A partir da popularização do conceito de vida independente, intelectuais que compunham o grupo britânico optaram por substituir o termo independência por inclusão no sentido de caracterizar a filosofia e o objetivo que balizavam sua luta, mais ligada à contestação da sociedade presente, instigando à transformação de estruturas nela enraizadas. A terminologia “inclusão”, por fim, obteve maior apoio em setores de esquerda do que o termo independência, ligado, como se expõe nesse recorte, ao contexto do capitalismo.

Quando focamos o nosso olhar para a discussão acadêmica ou para efetivação de políticas públicas sobre educação de pessoas com deficiência, observa-se que os termos inclusão ou educação inclusiva são adotados por excelência. Em outras áreas do conhecimento não se vê a adesão a esse termo de forma tão forte como se observa nos estudos da educação.
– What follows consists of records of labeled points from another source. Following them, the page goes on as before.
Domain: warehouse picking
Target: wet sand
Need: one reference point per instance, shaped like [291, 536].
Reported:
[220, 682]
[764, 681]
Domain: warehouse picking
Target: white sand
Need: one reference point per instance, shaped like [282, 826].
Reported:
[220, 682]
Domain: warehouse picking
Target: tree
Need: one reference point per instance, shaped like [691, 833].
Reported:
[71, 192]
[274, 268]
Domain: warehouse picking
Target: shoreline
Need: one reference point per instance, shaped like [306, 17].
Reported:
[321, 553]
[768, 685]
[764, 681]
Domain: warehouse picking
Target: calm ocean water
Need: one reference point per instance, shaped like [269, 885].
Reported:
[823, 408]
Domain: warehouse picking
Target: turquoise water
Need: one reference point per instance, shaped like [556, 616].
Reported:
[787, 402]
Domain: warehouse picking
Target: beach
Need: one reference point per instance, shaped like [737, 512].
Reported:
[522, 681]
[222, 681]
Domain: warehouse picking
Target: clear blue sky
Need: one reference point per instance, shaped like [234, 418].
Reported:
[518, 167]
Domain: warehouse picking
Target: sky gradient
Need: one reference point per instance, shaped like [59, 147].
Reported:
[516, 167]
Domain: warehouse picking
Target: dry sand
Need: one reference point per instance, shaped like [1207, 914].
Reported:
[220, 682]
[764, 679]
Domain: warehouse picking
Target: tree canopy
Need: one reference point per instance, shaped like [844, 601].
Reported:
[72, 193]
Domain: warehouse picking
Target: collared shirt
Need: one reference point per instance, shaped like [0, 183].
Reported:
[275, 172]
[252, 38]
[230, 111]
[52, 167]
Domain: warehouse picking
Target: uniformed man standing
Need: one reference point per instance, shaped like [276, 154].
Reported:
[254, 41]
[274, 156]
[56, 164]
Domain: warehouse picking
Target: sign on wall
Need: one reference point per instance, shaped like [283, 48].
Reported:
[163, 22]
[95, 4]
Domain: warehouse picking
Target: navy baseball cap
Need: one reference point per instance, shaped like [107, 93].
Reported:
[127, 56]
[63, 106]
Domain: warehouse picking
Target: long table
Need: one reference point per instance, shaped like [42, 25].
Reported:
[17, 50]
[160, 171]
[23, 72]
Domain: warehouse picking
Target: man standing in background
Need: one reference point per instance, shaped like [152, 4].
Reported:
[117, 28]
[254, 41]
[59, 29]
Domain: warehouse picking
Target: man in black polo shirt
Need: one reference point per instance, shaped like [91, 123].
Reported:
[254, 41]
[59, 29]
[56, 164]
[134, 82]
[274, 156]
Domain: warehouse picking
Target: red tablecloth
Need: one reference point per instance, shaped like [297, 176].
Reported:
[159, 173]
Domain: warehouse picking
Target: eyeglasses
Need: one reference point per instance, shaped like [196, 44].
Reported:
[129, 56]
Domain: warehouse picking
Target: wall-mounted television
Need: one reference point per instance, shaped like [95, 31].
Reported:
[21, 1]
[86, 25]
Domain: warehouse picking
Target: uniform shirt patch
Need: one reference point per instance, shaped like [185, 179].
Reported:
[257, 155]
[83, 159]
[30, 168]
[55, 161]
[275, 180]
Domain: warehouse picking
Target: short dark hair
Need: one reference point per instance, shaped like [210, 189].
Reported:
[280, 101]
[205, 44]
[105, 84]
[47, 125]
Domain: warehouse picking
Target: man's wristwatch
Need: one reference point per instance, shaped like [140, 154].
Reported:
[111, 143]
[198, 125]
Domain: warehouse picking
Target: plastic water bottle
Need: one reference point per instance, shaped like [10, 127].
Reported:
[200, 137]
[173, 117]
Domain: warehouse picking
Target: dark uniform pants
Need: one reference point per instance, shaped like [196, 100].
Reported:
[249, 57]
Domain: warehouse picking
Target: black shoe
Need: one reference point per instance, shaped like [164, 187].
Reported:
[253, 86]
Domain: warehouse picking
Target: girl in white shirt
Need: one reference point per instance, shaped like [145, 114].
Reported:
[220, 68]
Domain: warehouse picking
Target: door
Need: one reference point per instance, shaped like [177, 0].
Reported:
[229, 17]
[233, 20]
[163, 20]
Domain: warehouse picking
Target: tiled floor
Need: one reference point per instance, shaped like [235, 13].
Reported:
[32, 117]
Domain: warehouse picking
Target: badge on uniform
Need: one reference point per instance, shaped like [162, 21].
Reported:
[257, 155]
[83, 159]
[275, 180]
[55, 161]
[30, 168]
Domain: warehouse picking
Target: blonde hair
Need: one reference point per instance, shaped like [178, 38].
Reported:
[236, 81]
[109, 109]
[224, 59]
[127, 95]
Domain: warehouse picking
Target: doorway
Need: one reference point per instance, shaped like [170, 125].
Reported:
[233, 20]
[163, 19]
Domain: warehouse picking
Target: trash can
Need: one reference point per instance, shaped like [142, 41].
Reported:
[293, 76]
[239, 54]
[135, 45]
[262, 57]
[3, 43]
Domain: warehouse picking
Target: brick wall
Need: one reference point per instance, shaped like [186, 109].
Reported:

Recorramos ao referencial de Arroyo (2012) à guisa de conclusão: o movimento de pessoas com deficiência alavancado na década de 1970 pelos ativistas e intelectuais dos Disability Studies é exemplo de que o campo teórico e de elaboração de políticas públicas sobre deficiência se revitaliza sempre que se (re)encontra com os sujeitos que a vivenciam, é emancipatório e abre novas possibilidades de ação e de percepção dos fenômenos sociais. Tendo em vista as particularidades da educação brasileira, retomamos Santos (2007; 2010) ao compreender que somos convocados a pensar em epistemologias do Sul no campo dos estudos da deficiência, que nos permitam refletir a partir das espacialidades específicas de nossa realidade.

Referências

ARROYO, Miguel G. Outros sujeitos, outras pedagogias. Petrópolis, RJ: Vozes, 2012.

DINIZ, Debora. O que é deficiência. (Coleção Primeiros Passos). São Paulo: Brasiliense, 2007.

DI NUBILA; Heloísa B. V.; BUCHALLA, Cássia M. O papel das Classificações da OMS – CID e CIF nas definições de deficiência e incapacidade. Revista Brasileira de Epidemiologia, v. 11, 2008.